Application of the Monoclonal Autoantibody and Its Target Protein Derived from the Peripheral Blood of SLE Patients in Serological Diagnosis and Differential Diagnosis of SLE.

Abstract

Introduction: Systemic lupus erythematosus (SLE) is a chronic autoimmune disorder with limited reliable diagnostic biomarkers. This study evaluates the utility of DEAD-box helicase 5 (DDX5) as a diagnostic and differential marker for SLE and assesses the performance of a capture bead-based flow cytometry (CBFCM) method for detecting serum proteins.
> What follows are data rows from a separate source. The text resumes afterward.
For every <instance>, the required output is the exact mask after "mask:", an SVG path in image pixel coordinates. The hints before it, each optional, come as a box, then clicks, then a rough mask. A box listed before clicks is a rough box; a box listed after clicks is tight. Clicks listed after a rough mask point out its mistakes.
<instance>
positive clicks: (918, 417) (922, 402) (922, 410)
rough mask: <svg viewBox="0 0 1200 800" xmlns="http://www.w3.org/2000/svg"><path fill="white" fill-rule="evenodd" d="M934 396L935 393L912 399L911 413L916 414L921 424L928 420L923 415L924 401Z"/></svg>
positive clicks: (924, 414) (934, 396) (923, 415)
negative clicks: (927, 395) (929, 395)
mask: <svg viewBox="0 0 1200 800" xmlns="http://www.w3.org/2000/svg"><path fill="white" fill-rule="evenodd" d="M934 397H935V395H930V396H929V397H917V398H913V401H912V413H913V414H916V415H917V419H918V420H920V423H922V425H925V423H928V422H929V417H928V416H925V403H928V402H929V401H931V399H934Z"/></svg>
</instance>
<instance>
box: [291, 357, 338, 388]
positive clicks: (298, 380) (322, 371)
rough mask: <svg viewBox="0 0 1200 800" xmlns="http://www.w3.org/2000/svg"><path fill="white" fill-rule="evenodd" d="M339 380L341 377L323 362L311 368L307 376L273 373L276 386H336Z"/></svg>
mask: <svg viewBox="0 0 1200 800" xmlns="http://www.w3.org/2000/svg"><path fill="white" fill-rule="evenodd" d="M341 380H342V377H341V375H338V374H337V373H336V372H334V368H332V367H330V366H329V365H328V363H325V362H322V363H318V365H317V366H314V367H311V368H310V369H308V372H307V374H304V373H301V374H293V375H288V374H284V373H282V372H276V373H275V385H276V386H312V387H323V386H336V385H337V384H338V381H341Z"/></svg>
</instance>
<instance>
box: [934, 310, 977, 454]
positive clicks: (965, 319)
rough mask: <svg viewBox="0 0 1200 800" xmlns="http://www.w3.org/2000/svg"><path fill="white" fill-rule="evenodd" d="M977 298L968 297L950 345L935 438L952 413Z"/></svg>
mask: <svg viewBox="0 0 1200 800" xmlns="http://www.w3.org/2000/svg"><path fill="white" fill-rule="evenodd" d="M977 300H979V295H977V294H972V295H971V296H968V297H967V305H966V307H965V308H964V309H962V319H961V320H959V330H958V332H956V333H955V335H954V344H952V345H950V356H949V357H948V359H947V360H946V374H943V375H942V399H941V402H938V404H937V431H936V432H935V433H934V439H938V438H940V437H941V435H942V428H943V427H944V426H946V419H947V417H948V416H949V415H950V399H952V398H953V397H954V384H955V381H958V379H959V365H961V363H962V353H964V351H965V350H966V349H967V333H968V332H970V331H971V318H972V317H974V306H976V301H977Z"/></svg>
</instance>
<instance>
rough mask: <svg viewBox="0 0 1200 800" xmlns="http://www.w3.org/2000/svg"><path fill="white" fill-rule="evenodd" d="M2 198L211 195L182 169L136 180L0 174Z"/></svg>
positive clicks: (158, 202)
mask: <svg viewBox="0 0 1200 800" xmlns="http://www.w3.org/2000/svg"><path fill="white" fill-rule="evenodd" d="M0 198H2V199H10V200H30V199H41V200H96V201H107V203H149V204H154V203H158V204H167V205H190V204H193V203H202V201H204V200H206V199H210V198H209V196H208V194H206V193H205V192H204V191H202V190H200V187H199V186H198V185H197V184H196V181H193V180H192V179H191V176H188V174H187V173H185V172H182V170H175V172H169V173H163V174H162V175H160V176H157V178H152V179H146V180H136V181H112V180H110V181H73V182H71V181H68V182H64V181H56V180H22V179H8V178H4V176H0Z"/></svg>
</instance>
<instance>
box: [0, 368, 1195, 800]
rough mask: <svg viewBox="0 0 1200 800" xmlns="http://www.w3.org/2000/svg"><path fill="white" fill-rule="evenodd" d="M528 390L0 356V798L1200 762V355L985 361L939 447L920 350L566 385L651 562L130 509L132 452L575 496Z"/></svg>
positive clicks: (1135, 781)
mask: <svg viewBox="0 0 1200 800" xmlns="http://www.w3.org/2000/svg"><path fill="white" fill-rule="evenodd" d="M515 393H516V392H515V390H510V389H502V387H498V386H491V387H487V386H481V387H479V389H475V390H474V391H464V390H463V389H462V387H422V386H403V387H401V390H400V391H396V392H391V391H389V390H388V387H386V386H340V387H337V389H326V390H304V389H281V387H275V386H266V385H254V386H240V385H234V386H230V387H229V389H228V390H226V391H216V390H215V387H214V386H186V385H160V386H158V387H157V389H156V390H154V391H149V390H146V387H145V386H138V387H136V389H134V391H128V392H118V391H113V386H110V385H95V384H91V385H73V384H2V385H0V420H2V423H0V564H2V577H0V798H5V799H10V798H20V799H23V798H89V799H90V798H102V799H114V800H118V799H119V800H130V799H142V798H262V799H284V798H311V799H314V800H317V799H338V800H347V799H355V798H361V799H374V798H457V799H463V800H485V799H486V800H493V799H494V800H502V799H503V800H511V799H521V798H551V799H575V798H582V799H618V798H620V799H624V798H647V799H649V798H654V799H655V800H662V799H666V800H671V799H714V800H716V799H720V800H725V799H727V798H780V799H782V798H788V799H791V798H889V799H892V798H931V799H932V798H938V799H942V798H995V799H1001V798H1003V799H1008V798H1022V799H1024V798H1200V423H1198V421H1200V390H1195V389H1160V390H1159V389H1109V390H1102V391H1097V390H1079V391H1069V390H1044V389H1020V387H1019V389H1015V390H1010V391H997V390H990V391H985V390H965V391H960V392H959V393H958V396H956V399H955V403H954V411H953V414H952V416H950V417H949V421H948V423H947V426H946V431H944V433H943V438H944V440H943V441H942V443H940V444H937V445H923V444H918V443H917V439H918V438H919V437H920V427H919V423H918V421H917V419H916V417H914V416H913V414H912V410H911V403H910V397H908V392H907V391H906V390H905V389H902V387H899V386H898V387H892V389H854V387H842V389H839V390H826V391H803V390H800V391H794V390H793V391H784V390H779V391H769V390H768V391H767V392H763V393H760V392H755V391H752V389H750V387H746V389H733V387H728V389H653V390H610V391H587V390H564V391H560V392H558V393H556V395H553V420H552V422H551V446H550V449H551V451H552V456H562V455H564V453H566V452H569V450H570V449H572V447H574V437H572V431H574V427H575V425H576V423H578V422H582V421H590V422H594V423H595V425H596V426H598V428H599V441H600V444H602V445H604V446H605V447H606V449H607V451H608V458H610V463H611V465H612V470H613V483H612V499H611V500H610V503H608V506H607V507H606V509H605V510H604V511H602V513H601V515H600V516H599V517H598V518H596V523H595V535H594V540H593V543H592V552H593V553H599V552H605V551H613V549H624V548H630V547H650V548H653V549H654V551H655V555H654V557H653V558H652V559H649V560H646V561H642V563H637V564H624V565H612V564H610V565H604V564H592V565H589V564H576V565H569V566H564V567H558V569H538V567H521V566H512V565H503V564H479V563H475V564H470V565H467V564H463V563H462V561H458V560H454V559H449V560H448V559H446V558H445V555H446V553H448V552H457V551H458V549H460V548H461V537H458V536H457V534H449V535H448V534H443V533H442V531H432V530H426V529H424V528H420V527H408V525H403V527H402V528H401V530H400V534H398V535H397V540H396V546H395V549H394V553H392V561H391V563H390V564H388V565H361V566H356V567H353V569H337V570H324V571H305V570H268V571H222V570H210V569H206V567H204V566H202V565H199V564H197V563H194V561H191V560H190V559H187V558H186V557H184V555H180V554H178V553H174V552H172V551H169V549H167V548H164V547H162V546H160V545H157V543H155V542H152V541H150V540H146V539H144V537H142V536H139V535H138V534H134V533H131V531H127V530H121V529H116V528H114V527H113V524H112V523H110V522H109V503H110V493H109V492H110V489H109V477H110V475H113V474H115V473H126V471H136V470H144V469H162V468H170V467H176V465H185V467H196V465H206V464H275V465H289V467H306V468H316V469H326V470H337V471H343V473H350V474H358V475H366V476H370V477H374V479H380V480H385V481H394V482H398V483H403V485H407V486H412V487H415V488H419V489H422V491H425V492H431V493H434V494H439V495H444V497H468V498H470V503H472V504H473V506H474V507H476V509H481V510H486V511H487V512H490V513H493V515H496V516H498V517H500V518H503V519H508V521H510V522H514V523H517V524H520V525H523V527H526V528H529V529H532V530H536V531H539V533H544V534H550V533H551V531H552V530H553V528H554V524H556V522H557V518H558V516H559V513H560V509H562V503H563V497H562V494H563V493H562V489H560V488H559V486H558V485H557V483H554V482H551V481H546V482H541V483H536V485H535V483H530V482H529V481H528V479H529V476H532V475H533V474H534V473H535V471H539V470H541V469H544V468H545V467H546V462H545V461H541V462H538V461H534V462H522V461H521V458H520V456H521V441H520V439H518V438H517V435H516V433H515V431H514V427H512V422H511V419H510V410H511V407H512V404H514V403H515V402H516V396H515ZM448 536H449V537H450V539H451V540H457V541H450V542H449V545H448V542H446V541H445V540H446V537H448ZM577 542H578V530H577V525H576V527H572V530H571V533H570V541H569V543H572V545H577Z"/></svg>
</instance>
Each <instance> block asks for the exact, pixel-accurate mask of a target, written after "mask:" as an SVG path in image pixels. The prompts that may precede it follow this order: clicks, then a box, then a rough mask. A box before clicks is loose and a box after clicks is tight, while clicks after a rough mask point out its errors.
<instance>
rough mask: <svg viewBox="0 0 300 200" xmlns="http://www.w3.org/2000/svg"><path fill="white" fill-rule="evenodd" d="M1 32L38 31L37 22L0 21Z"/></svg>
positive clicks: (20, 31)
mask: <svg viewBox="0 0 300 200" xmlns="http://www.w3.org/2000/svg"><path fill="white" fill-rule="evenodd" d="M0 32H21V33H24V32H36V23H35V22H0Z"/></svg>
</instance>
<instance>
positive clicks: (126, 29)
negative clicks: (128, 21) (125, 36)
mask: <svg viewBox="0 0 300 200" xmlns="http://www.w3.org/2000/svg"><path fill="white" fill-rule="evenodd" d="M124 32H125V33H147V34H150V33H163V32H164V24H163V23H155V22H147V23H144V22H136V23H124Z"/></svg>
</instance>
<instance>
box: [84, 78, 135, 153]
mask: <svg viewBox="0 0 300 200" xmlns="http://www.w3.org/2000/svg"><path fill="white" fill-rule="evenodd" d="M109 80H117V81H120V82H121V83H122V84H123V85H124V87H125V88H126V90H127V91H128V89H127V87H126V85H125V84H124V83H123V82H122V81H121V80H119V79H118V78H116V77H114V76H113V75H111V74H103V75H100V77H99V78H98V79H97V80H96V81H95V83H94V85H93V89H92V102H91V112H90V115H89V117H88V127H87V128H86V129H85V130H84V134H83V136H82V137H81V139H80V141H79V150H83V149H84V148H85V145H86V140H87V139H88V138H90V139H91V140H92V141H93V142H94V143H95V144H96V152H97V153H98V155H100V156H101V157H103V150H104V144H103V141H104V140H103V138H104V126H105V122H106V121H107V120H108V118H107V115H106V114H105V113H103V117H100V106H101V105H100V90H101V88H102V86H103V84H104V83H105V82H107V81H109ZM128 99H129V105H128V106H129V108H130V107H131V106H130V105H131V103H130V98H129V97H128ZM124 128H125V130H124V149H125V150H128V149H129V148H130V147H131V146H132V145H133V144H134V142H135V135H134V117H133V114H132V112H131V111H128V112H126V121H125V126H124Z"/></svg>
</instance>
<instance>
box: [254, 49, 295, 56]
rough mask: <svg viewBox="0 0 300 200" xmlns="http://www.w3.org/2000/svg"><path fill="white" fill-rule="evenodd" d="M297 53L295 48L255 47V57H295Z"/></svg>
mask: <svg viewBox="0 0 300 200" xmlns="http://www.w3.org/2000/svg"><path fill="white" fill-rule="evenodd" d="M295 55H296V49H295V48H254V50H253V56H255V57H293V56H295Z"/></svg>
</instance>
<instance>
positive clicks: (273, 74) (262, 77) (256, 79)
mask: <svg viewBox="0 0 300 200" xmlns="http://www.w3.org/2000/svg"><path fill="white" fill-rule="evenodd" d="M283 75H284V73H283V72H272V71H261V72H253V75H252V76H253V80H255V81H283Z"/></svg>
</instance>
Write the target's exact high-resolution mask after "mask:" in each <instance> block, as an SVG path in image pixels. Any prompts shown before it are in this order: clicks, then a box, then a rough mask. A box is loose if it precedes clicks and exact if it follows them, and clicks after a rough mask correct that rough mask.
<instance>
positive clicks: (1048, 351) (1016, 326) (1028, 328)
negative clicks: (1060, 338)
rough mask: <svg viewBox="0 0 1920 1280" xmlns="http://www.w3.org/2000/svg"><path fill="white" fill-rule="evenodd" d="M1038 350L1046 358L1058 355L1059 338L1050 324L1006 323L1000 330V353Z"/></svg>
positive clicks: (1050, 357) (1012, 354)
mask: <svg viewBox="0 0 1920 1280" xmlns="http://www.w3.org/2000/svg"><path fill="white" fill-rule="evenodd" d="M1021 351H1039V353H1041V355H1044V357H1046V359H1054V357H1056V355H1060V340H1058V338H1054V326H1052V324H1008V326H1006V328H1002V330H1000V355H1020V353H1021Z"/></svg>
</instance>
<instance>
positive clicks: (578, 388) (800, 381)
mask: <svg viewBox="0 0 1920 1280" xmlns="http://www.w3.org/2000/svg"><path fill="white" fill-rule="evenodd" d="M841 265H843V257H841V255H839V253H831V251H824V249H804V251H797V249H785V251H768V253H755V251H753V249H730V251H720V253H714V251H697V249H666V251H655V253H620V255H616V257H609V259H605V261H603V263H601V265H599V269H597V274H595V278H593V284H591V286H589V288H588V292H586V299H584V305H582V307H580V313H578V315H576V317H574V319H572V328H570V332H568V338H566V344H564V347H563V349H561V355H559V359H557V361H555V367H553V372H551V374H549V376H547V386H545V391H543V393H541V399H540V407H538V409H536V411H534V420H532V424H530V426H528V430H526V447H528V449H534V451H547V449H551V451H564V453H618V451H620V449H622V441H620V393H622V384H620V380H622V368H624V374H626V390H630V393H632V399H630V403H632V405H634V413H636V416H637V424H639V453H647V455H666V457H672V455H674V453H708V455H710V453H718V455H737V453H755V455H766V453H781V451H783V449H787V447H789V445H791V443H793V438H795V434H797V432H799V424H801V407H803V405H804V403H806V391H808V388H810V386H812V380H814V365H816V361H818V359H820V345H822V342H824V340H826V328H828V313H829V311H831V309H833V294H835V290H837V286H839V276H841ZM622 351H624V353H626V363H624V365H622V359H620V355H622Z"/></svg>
Method: Serum samples were collected from 52 patients with SLE, 38 patients with rheumatoid arthritis (RA), 49 patients with lung cancer (LC), and 50 healthy controls (HCs). Levels of DDX5, anti-DDX5, anti-dsDNA, and anti-Sm were quantified using enzyme-linked immunosorbent assay (ELISA) and CBFCM.

Results: Serum DDX5 levels were significantly elevated in patients with SLE compared to patients with RA and HCs, correlating with the SLE activity. DDX5 demonstrated strong discriminatory power between SLE and RA. Combining DDX5, anti-dsDNA, and anti-Sm as biomarkers yielded an area under the curve (AUC) of 0.976 for SLE diagnosis. Decision curve analysis indicated a high clinical benefit from the combined biomarkers. The sensitivity and specificity of DDX5 were 66.11% and 88.89% for ELISA, and 72% and 91.3% for CBFCM.

Discussion: DDX5 shows promise as a novel serological biomarker for SLE diagnosis and differential diagnosis. Additionally, CBFCM outperforms ELISA in detecting soluble serum proteins.